If an immigration judge determines that an alien has a credible fear of persecution or torture, the immigration judge shall vacate the order entered pursuant to section 235(b)(1)(B)(iii)(I) of the Act. Subsequent to the order being vacated, the Service shall issue and file Form I-862, Notice to Appear, with the Immigration Court to commence removal proceedings. The alien shall have the opportunity to apply for asylum and withholding of removal in the course of removal proceedings pursuant to section 240 of the Act. If an immigration judge determines that an alien does not have a credible fear of persecution or torture, the immigration judge shall affirm the asylum officer's determination and remand the case to the Service for execution of the removal order entered pursuant to section 235(b)(1)(B)(iii)(I) of the Act. No appeal shall lie from a review of an adverse credible fear determination made by an immigration judge.
(g) Custody.
An Immigration Judge shall have no authority to review an alien's custody status in the course of a review of an adverse credible fear determination made by the Service.

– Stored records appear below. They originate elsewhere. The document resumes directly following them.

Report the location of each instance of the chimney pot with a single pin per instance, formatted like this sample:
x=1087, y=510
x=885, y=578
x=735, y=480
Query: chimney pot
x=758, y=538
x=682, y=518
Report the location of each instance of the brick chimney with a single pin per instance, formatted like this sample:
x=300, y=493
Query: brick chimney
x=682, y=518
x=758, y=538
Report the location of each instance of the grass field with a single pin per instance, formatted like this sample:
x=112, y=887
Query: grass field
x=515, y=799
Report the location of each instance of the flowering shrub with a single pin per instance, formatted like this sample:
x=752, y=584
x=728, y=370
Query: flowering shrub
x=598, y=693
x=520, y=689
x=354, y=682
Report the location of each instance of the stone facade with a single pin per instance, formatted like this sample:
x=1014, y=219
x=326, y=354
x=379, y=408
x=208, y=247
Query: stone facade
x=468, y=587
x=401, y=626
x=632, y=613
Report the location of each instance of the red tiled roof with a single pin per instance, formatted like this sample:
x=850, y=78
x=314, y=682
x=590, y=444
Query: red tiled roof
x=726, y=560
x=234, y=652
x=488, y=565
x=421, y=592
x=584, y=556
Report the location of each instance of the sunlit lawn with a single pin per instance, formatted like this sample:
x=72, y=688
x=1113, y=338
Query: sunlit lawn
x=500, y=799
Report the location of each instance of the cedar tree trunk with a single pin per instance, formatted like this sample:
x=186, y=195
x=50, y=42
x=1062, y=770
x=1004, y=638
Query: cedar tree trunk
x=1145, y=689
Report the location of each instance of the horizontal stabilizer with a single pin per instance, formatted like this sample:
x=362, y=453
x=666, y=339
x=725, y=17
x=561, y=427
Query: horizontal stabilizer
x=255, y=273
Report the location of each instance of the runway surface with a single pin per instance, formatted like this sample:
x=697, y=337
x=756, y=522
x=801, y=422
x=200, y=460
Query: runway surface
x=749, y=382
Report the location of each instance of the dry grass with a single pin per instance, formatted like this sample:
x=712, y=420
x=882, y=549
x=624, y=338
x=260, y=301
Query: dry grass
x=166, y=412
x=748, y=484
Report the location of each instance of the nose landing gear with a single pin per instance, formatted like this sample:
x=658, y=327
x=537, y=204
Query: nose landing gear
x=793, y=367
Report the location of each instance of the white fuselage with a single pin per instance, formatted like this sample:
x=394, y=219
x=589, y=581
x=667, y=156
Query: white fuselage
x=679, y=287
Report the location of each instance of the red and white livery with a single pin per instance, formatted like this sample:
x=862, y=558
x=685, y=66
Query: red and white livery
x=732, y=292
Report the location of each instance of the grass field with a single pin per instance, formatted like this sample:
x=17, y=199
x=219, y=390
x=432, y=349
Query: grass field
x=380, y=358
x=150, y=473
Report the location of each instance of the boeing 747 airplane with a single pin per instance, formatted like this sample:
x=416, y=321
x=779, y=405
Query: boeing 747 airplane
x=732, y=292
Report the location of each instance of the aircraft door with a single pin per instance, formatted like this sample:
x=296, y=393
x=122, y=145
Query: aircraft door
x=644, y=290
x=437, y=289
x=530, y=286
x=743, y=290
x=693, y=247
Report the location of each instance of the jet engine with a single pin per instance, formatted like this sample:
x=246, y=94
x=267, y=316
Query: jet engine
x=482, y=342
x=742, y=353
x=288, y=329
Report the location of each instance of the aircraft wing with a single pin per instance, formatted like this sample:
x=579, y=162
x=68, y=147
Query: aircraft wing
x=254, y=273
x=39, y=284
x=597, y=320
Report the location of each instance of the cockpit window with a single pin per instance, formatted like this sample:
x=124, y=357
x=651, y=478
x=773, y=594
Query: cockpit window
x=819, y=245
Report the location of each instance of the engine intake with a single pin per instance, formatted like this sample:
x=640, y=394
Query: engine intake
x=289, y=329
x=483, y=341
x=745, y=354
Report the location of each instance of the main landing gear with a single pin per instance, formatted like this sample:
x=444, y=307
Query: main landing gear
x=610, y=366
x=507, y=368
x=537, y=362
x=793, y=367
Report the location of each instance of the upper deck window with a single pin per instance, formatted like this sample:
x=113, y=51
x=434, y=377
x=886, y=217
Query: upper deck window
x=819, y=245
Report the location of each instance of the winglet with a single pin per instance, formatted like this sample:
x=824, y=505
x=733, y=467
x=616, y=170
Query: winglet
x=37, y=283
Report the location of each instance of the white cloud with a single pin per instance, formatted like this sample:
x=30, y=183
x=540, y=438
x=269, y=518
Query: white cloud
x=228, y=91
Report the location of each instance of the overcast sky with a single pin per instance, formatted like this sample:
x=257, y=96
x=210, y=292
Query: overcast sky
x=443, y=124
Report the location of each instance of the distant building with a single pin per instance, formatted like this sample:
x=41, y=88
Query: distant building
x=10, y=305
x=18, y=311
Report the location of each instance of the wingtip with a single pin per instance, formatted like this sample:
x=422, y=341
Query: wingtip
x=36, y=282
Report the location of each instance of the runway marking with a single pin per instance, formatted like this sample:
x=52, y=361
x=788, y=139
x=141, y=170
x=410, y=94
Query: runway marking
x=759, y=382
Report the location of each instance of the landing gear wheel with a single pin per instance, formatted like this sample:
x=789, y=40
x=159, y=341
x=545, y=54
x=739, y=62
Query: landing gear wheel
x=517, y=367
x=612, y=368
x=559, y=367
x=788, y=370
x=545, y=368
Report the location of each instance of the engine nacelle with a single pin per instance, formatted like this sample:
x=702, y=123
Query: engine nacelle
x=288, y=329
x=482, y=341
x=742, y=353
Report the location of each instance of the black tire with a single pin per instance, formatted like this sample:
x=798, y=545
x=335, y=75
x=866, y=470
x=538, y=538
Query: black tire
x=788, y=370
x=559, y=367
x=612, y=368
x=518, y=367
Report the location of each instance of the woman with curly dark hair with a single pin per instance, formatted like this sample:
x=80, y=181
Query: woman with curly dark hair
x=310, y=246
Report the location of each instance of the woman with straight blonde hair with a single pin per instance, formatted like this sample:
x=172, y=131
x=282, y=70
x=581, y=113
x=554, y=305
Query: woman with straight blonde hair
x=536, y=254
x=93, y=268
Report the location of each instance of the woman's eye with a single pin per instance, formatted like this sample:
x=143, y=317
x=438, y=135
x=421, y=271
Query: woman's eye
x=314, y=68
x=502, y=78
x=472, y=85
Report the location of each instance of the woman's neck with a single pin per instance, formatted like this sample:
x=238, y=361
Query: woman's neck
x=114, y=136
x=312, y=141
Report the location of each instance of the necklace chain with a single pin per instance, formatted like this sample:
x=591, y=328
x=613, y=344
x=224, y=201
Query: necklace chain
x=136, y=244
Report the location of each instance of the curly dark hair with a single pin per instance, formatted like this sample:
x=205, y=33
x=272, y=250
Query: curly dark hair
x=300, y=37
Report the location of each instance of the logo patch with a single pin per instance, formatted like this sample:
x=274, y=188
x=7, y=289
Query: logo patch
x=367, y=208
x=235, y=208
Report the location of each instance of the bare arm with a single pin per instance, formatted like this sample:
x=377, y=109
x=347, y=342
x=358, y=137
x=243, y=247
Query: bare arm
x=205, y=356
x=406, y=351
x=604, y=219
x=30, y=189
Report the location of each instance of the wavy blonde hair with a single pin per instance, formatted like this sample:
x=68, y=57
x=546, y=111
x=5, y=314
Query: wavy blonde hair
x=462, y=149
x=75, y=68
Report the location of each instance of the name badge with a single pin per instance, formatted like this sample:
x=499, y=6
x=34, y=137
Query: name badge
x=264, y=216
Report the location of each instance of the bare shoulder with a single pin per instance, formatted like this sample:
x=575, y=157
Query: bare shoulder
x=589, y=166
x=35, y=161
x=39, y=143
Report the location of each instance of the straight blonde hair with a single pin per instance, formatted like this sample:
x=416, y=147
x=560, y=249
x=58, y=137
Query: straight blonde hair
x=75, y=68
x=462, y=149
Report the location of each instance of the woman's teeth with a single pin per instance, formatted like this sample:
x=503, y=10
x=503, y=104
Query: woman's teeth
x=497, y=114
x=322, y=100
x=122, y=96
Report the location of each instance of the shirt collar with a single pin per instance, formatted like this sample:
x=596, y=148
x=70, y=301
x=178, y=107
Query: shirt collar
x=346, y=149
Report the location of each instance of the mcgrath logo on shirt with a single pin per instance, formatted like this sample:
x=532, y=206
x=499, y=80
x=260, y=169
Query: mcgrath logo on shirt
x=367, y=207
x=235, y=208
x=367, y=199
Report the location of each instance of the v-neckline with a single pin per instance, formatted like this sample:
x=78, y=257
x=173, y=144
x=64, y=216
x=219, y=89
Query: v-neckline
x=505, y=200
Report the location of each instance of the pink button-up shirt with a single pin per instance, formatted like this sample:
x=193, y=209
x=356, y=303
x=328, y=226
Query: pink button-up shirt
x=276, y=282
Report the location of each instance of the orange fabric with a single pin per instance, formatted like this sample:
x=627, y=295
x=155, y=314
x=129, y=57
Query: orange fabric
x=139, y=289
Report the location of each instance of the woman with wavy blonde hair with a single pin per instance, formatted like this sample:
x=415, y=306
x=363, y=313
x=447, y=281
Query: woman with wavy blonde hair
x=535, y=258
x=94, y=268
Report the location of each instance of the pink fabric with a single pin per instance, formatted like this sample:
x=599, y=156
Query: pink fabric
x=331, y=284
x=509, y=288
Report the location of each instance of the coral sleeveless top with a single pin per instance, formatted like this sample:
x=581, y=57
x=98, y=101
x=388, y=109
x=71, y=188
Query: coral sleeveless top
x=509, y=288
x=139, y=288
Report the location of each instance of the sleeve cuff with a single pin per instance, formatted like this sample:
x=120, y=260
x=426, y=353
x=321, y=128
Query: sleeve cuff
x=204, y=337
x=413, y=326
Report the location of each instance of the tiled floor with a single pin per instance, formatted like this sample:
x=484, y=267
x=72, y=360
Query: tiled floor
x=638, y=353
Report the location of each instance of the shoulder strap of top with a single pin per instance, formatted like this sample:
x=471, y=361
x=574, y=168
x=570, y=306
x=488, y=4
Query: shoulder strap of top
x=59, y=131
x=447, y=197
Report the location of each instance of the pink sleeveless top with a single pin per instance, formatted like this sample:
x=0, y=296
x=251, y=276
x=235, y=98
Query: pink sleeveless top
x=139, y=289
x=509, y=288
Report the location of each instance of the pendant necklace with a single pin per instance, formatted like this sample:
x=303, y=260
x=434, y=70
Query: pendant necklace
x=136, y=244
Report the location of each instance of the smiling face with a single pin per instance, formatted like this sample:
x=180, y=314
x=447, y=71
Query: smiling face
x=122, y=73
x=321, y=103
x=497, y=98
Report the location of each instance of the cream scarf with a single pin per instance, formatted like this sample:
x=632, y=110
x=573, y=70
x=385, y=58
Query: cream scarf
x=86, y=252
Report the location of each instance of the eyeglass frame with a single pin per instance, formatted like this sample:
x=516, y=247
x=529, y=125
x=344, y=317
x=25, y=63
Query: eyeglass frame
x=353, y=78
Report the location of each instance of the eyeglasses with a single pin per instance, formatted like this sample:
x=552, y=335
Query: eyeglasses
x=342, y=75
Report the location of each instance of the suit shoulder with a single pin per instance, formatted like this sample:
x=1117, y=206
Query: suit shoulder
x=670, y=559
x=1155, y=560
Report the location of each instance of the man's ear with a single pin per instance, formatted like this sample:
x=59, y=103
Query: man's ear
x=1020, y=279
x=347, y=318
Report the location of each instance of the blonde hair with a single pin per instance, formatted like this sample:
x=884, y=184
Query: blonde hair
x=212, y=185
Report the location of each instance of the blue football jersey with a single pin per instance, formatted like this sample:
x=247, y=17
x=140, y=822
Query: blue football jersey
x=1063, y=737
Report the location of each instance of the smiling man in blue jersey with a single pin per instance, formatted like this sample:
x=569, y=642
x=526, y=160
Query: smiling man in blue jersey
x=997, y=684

(h) Safe third country agreement—
(1) Arriving alien.
An immigration judge has no jurisdiction to review a determination by an asylum officer that an arriving alien is not eligible to apply for asylum pursuant to a bilateral or multilateral agreement (the Agreement) under section 208(a)(2)(A) of the Act and should be returned to a safe third country to pursue his or her claims for asylum or other protection under the laws of that country. See 8 CFR 208.30(e)(6). However, in any case where an asylum officer has found that an arriving alien qualifies for an exception to the Agreement, an immigration judge does have jurisdiction to review a negative credible fear finding made thereafter by the asylum officer as provided in this section.
(2) Aliens in transit.
An immigration judge has no jurisdiction to review any determination by DHS that an alien being removed from Canada in transit through the United States should be returned to Canada to pursue asylum claims under Canadian law, under the terms of a safe third country agreement with Canada.